La pelle était déjà dans le sol. La décision semblait prise depuis des semaines : cet arbre mort au fond du jardin, avec ses branches grises et son écorce qui se détache, prenait de la place pour rien. Jusqu’à ce qu’une racine, à trente centimètres de profondeur, révèle quelque chose d’inattendu, des filaments blancs, fins comme des fils de soie, courant d’une racine à l’autre. Un réseau. Vivant. Ce qu’il restait de cet arbre nourrissait encore les plantes voisines.
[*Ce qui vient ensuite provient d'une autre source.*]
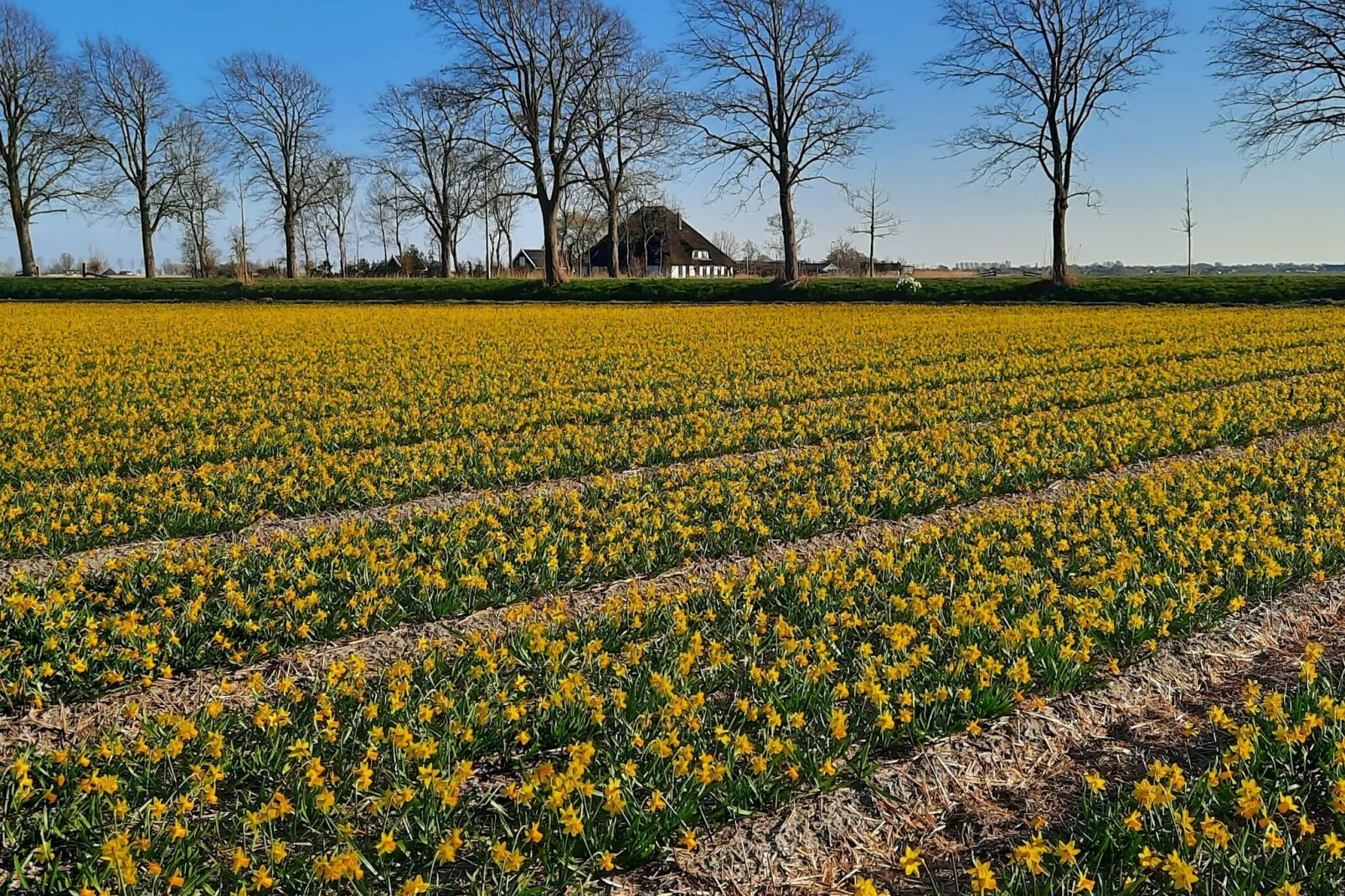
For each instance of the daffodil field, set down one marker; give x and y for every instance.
(563, 744)
(1258, 814)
Ce moment d’hésitation, la pelle plantée dans la terre, les yeux fixés sur ces filaments — est en fait une invitation à regarder autrement ce qui se passe sous nos pieds.
À retenir
- Des filaments blancs invisibles en surface transforment votre jardin en réseau vivant
- Un arbre mourant redistribue ses réserves à ses voisins par le sol avant de disparaître
- Arracher un arbre mort coupe un nœud essentiel dont dépendent des dizaines d’autres plantes
Le testament souterrain d’un arbre mourant
Les arbres communiquent principalement par le biais de leur réseau racinaire, en particulier grâce aux mycorhizes, ces champignons qui forment un réseau souterrain étendu de filaments appelés hyphes, s’étendant entre les racines des arbres et parfois entre différentes espèces. Ces filaments blancs que vous avez sous les yeux en déterrant ce cerisier mort, c’est exactement ça.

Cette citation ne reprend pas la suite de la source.